Still another question arose. If we accepted her as one of our students, with whom would she stay until school started over two and a half weeks from now? We called Fr. Timon, the priest who was hosting us in his home to discuss the problem. “You must bring her home with you; we know she will be safe with us,” he said.
I felt a flood of gratitude for his gracious care for this young girl’s safety.
We took Gladys home with us, where she lived with us until school started. She had no pyjamas and slept in her clothes until we could shop for her. Gladys was like a limp rag doll, but happy, grateful and loving.
When she suffered malaria and was bedridden for days with high fever and chills, we took Gladys to two hospitals an hour away to get a diagnosis and the medicine she needed. Her fevers continued for days. We took her back to the hospital and she was diagnosed with typhoid fever—which necessitated another trip to the chemist for more medication.

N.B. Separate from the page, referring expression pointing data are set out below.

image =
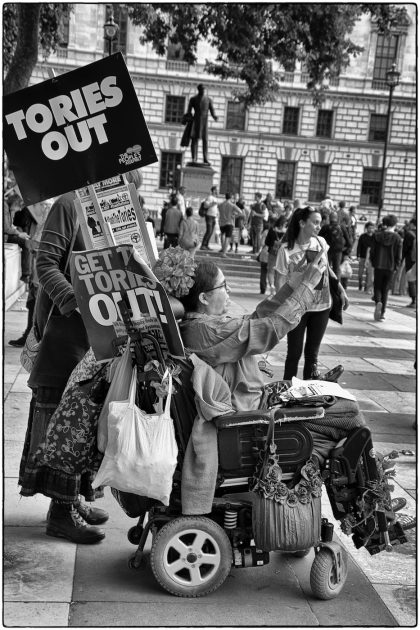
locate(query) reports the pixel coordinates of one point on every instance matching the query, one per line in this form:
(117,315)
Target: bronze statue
(196,125)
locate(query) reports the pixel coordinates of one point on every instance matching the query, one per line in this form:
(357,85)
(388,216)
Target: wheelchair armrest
(262,416)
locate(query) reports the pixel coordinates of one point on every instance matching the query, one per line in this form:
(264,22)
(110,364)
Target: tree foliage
(27,29)
(250,37)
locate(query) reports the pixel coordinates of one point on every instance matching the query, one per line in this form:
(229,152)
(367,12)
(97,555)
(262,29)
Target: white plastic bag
(345,269)
(118,390)
(141,453)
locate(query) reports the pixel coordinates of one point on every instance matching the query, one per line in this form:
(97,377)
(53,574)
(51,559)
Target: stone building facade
(289,148)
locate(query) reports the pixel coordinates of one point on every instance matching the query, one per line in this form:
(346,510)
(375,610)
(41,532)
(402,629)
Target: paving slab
(402,422)
(368,351)
(357,605)
(392,402)
(357,380)
(37,568)
(395,367)
(191,613)
(400,599)
(23,511)
(12,455)
(36,614)
(15,413)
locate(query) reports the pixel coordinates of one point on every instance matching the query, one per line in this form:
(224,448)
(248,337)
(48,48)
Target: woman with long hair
(300,247)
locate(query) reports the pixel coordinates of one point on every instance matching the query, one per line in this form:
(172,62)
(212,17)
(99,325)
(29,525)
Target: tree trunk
(26,52)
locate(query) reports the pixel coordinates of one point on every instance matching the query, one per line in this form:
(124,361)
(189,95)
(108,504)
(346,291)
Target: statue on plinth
(196,124)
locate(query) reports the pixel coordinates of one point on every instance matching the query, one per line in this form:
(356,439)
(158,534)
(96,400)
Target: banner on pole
(101,279)
(110,214)
(76,129)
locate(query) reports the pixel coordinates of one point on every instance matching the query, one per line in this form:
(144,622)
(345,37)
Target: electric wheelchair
(191,556)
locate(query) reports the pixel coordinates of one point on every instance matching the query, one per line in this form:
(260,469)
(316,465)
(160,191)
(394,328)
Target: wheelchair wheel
(324,582)
(191,556)
(301,553)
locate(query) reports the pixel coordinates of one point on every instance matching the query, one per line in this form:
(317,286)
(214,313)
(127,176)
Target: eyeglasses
(219,286)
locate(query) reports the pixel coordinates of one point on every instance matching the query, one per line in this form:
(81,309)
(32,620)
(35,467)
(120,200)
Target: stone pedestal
(197,179)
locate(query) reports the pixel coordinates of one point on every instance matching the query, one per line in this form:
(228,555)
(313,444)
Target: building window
(324,123)
(175,58)
(119,44)
(169,171)
(231,177)
(377,128)
(174,109)
(64,32)
(235,117)
(285,179)
(291,121)
(371,187)
(386,55)
(319,182)
(175,52)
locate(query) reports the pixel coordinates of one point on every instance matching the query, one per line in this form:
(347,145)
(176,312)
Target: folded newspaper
(305,389)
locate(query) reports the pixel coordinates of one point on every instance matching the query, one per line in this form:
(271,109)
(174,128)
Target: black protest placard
(74,130)
(101,279)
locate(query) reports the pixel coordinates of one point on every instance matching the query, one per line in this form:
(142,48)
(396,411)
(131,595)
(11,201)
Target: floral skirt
(35,477)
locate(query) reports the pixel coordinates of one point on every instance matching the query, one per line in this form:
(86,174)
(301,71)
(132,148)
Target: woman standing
(188,232)
(298,250)
(273,241)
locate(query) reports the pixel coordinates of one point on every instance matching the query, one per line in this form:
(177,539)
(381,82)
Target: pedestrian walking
(256,221)
(188,232)
(385,256)
(64,343)
(227,213)
(31,219)
(273,240)
(173,218)
(301,245)
(362,252)
(338,242)
(212,212)
(409,254)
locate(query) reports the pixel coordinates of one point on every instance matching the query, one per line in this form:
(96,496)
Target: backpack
(275,247)
(413,251)
(202,211)
(337,242)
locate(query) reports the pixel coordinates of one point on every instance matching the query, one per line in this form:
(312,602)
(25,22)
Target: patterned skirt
(35,477)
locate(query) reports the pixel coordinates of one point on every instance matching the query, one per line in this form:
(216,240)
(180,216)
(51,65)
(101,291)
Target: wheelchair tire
(324,583)
(301,553)
(191,556)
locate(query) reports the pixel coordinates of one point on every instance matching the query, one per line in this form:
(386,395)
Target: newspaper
(101,279)
(304,389)
(110,214)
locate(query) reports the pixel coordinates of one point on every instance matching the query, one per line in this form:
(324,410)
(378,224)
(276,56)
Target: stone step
(245,265)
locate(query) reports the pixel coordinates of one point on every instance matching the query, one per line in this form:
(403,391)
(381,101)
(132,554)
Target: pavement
(51,582)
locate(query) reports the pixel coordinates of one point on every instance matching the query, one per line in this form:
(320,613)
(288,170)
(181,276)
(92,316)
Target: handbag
(70,444)
(33,341)
(141,453)
(285,516)
(336,312)
(119,390)
(263,255)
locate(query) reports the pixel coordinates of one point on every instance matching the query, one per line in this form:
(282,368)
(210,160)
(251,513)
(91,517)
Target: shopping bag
(29,351)
(285,515)
(141,452)
(119,389)
(70,442)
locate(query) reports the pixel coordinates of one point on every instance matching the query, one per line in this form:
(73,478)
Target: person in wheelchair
(233,346)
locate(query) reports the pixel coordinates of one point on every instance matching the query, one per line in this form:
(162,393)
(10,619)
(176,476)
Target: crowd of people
(302,256)
(263,226)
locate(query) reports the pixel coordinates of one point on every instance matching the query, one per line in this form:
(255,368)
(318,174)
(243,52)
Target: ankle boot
(64,521)
(311,374)
(92,516)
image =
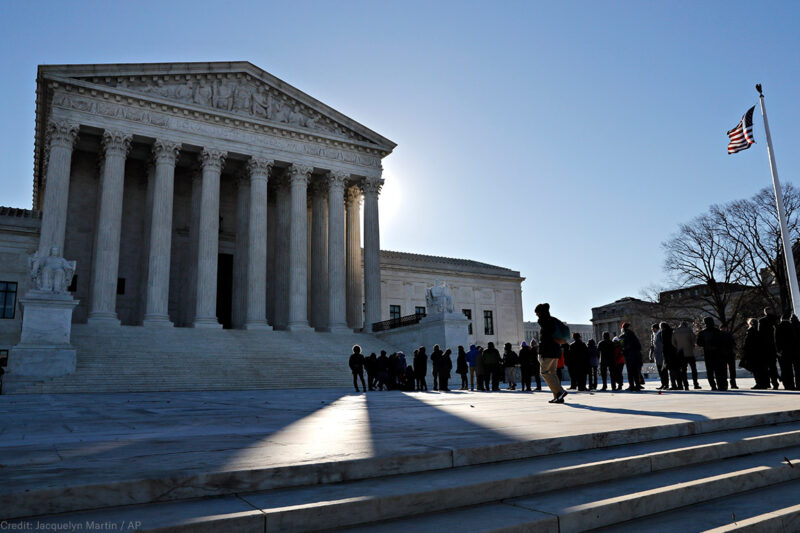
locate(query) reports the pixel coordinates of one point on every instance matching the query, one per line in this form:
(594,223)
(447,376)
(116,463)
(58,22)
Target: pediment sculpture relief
(244,96)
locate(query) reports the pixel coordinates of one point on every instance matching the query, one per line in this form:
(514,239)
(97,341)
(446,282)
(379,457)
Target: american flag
(742,135)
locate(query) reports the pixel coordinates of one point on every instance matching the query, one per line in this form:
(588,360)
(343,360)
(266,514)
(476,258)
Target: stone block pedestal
(44,349)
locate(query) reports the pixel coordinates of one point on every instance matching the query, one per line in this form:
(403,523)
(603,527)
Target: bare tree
(754,226)
(700,255)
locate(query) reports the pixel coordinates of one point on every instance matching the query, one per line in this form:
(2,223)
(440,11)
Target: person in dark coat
(356,364)
(786,343)
(462,369)
(526,358)
(421,368)
(632,351)
(491,362)
(579,357)
(510,360)
(712,342)
(606,349)
(549,352)
(436,356)
(383,372)
(480,370)
(444,367)
(729,354)
(594,360)
(371,366)
(769,352)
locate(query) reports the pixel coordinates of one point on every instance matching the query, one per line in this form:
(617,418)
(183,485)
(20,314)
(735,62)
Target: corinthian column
(298,260)
(105,267)
(353,246)
(319,256)
(208,240)
(61,137)
(282,215)
(257,244)
(165,154)
(372,252)
(337,290)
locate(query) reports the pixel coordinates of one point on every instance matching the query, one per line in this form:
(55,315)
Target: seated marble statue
(438,299)
(52,272)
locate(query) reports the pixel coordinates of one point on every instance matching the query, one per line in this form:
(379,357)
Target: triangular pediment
(239,88)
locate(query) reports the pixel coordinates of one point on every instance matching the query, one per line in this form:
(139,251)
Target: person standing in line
(461,367)
(594,359)
(786,343)
(526,356)
(472,357)
(685,341)
(445,366)
(657,355)
(766,331)
(796,357)
(729,354)
(371,366)
(491,359)
(420,368)
(356,364)
(606,349)
(712,342)
(579,356)
(549,352)
(436,356)
(632,351)
(510,360)
(480,370)
(673,363)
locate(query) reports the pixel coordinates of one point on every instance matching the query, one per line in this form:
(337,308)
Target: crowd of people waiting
(768,342)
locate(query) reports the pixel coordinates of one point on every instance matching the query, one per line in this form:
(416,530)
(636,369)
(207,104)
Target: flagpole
(787,246)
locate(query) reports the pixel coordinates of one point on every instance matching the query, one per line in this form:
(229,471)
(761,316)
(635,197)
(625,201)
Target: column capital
(62,132)
(336,179)
(213,159)
(371,187)
(259,167)
(352,195)
(117,142)
(299,173)
(166,151)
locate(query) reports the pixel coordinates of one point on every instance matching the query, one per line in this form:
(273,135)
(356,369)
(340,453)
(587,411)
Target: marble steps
(131,359)
(612,503)
(773,509)
(485,479)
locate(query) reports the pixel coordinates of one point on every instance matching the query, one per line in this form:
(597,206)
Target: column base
(103,319)
(260,325)
(157,321)
(207,323)
(299,326)
(338,328)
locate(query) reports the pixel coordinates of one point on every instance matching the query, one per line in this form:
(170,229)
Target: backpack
(561,333)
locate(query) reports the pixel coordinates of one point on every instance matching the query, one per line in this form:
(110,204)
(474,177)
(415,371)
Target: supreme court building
(203,194)
(211,196)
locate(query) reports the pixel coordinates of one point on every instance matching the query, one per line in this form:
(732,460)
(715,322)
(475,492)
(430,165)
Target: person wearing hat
(549,352)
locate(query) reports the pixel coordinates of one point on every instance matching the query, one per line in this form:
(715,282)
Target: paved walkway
(52,440)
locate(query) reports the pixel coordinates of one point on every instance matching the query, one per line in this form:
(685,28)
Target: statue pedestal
(44,349)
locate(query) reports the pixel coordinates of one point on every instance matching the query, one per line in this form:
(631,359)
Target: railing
(392,323)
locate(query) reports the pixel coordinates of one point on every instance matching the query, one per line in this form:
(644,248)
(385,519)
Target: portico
(153,176)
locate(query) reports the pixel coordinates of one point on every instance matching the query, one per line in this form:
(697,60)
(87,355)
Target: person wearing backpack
(549,351)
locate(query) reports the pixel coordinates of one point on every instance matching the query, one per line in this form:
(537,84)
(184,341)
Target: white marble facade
(203,194)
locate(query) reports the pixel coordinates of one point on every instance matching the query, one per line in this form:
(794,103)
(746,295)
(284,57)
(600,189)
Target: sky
(566,140)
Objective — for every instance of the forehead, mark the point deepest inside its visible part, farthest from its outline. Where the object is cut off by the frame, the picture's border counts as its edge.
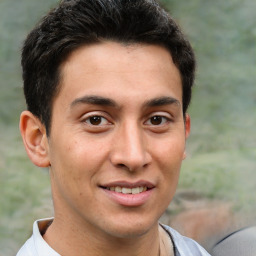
(112, 69)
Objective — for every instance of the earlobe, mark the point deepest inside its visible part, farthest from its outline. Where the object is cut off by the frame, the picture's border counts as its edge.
(187, 132)
(34, 138)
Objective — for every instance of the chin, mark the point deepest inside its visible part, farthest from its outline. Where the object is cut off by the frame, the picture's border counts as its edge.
(131, 228)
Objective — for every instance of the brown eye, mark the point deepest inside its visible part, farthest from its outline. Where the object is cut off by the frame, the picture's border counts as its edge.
(96, 120)
(156, 120)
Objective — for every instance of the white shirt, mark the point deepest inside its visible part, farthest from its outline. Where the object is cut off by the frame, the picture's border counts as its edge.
(37, 246)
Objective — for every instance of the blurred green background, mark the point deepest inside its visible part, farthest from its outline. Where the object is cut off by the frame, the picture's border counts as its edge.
(221, 162)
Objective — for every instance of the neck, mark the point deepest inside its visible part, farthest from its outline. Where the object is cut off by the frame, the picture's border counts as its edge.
(75, 239)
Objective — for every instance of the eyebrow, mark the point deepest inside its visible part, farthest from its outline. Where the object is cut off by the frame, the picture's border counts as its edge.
(161, 101)
(103, 101)
(94, 100)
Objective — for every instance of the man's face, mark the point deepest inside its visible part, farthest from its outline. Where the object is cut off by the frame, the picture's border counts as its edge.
(117, 138)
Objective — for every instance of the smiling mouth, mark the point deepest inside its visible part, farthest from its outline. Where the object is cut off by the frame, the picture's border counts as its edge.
(125, 190)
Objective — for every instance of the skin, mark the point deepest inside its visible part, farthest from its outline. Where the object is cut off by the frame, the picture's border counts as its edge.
(138, 134)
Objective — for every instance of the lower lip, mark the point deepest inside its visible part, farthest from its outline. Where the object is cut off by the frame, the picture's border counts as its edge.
(130, 200)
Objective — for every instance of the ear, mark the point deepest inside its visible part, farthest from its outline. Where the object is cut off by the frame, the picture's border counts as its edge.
(34, 138)
(187, 132)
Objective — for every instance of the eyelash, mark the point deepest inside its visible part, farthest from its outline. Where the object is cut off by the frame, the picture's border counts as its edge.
(161, 117)
(100, 122)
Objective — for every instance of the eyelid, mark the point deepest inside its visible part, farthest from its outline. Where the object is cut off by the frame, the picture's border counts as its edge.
(101, 114)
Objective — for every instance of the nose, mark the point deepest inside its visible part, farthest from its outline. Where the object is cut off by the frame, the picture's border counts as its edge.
(130, 149)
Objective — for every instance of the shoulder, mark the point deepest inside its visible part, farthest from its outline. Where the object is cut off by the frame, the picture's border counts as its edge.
(36, 245)
(185, 246)
(28, 249)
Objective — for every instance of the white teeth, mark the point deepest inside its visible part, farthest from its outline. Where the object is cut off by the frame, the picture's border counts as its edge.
(135, 190)
(118, 189)
(124, 190)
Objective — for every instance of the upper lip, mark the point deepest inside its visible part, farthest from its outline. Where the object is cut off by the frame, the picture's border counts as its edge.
(127, 184)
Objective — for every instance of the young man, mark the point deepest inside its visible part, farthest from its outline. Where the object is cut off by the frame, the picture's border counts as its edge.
(107, 85)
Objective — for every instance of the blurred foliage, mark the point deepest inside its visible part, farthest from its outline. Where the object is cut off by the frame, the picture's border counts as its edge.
(222, 146)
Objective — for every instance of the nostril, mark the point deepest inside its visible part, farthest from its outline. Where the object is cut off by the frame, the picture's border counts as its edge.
(123, 166)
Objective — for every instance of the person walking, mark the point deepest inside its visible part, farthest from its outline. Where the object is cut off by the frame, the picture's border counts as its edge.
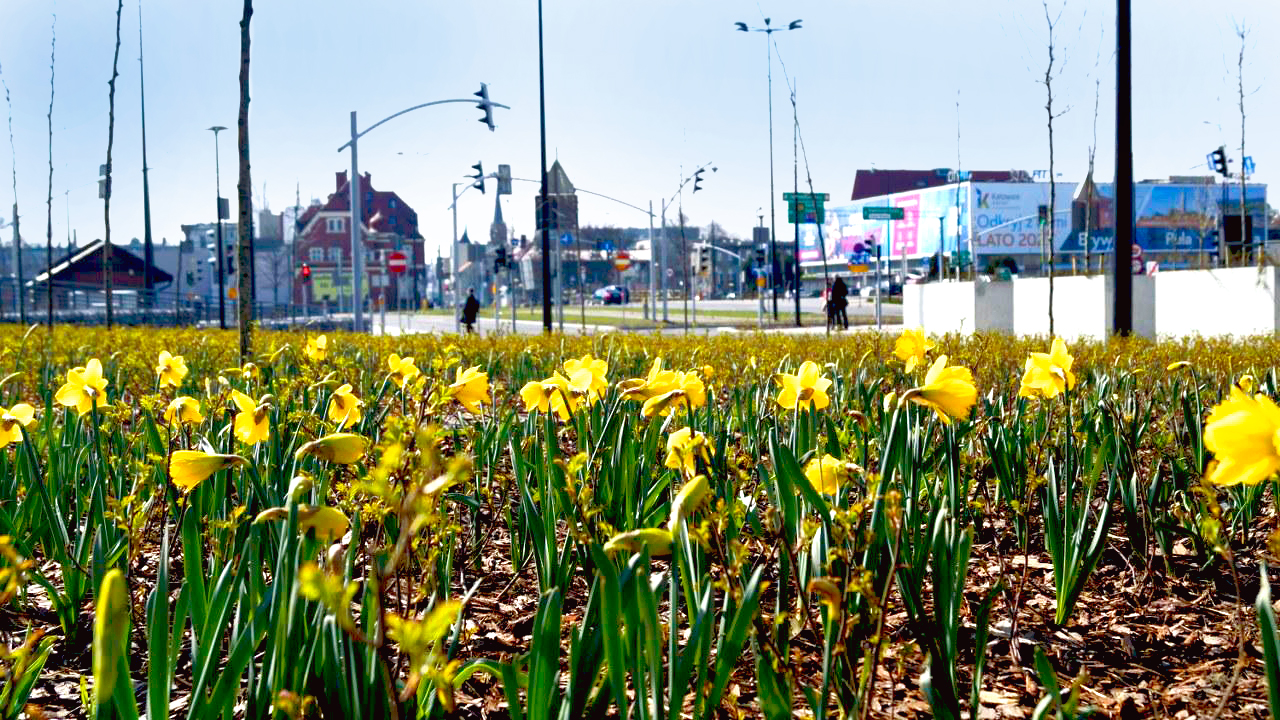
(470, 309)
(839, 304)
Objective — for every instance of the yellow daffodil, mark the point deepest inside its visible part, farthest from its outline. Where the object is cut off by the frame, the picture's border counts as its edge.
(188, 468)
(807, 388)
(691, 496)
(470, 388)
(656, 383)
(947, 391)
(686, 392)
(252, 423)
(85, 388)
(598, 370)
(328, 523)
(553, 395)
(913, 347)
(343, 449)
(316, 349)
(1047, 373)
(170, 369)
(826, 474)
(183, 409)
(344, 408)
(657, 540)
(403, 369)
(1243, 433)
(12, 422)
(684, 449)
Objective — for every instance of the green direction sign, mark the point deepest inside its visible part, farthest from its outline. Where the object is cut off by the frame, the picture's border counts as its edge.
(807, 206)
(882, 213)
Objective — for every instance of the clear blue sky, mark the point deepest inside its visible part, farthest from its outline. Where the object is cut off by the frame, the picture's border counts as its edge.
(634, 91)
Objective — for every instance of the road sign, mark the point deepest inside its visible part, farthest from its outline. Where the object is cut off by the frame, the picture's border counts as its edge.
(873, 213)
(622, 260)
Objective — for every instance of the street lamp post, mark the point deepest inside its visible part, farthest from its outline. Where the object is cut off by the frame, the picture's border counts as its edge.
(773, 218)
(357, 260)
(222, 274)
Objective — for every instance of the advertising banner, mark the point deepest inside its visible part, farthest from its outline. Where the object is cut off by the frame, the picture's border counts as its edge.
(1168, 217)
(1006, 215)
(933, 219)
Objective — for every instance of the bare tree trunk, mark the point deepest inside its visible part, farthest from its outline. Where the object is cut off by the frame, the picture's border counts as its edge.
(108, 256)
(17, 235)
(49, 208)
(245, 240)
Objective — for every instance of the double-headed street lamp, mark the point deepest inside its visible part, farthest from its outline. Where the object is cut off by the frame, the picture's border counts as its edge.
(773, 219)
(357, 256)
(222, 277)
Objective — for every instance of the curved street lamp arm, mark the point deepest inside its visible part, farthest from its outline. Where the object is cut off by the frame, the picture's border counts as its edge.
(370, 128)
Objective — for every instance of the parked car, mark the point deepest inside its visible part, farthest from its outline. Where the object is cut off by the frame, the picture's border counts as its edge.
(612, 295)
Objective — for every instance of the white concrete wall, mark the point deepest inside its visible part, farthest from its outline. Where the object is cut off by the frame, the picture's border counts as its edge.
(1226, 301)
(959, 306)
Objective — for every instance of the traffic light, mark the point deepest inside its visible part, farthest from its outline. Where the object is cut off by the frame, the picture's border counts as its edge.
(1217, 159)
(485, 105)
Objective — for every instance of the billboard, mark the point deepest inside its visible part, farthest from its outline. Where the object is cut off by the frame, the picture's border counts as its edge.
(1006, 215)
(933, 219)
(1168, 217)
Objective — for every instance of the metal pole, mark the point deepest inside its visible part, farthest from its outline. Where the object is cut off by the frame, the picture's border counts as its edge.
(1121, 315)
(357, 255)
(453, 263)
(544, 208)
(222, 273)
(652, 309)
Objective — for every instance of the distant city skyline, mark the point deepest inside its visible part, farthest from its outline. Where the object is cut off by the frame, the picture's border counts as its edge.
(634, 96)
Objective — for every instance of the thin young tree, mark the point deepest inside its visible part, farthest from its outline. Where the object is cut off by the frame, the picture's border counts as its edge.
(49, 206)
(245, 229)
(1051, 115)
(108, 256)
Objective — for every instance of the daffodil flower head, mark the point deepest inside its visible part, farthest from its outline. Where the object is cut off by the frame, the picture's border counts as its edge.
(344, 406)
(947, 391)
(85, 388)
(1243, 433)
(170, 369)
(684, 449)
(1047, 373)
(252, 424)
(470, 388)
(12, 422)
(598, 370)
(913, 347)
(183, 410)
(316, 349)
(826, 474)
(188, 468)
(342, 449)
(402, 369)
(807, 388)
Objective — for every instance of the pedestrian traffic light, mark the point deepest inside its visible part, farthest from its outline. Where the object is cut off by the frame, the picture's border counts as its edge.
(1217, 159)
(485, 105)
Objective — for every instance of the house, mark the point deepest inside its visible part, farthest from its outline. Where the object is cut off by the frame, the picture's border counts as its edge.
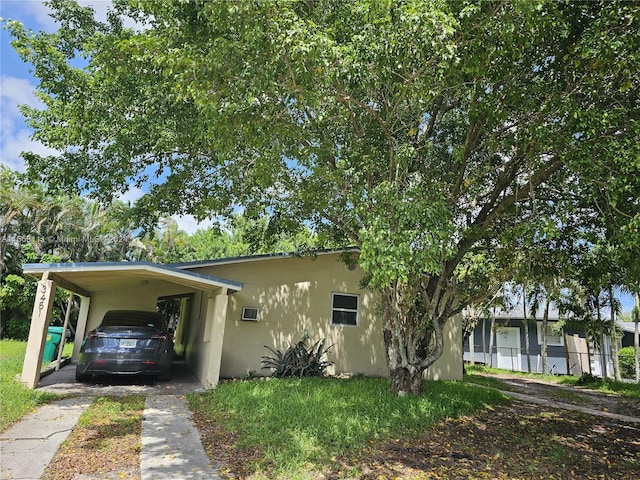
(226, 311)
(565, 353)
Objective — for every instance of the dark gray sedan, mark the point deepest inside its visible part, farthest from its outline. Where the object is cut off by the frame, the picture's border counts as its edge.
(127, 342)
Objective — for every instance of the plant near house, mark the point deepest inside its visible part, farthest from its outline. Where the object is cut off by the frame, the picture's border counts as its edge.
(298, 360)
(340, 116)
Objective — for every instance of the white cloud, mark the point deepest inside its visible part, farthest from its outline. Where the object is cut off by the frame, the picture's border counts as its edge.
(16, 91)
(131, 195)
(15, 137)
(189, 224)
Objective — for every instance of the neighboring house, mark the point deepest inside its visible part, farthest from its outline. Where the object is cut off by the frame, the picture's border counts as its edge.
(509, 346)
(226, 311)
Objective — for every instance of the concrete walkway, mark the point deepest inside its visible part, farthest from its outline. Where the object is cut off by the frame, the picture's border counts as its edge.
(569, 406)
(171, 446)
(29, 445)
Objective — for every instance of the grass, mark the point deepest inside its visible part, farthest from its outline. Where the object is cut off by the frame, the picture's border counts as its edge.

As she was finally recovering, I bought her a peach coloured towel and a bar of soap. She had never had anything so beautiful. When her fever abated, she washed and came out smiling, wrapped in her peach towel.
“Smell me,” she said shyly to Violet.
On the first day of school, Gladys was just well enough to go. She could not stop smiling as she carefully dressed for school. She understood that her life was changing and she would not be alone anymore.
Since the first day of school, we have bought eyeglasses for Gladys, sleepwear, mattress, sanitary napkins, a required sickle for cutting the school grass, as well as all of the other school supplies, and personal supplies needed for school.
On her Spring break, we gathered Gladys and six other students together for tutoring in math and sciences, so that they would feel supported and be able to learn in a small group. Gladys has bonded with the others. She has a best friend and favourite teacher at school.
She has a better life now. I do not know what happened to the battered suitcase, but she no longer needs it. She has traded it for textbooks.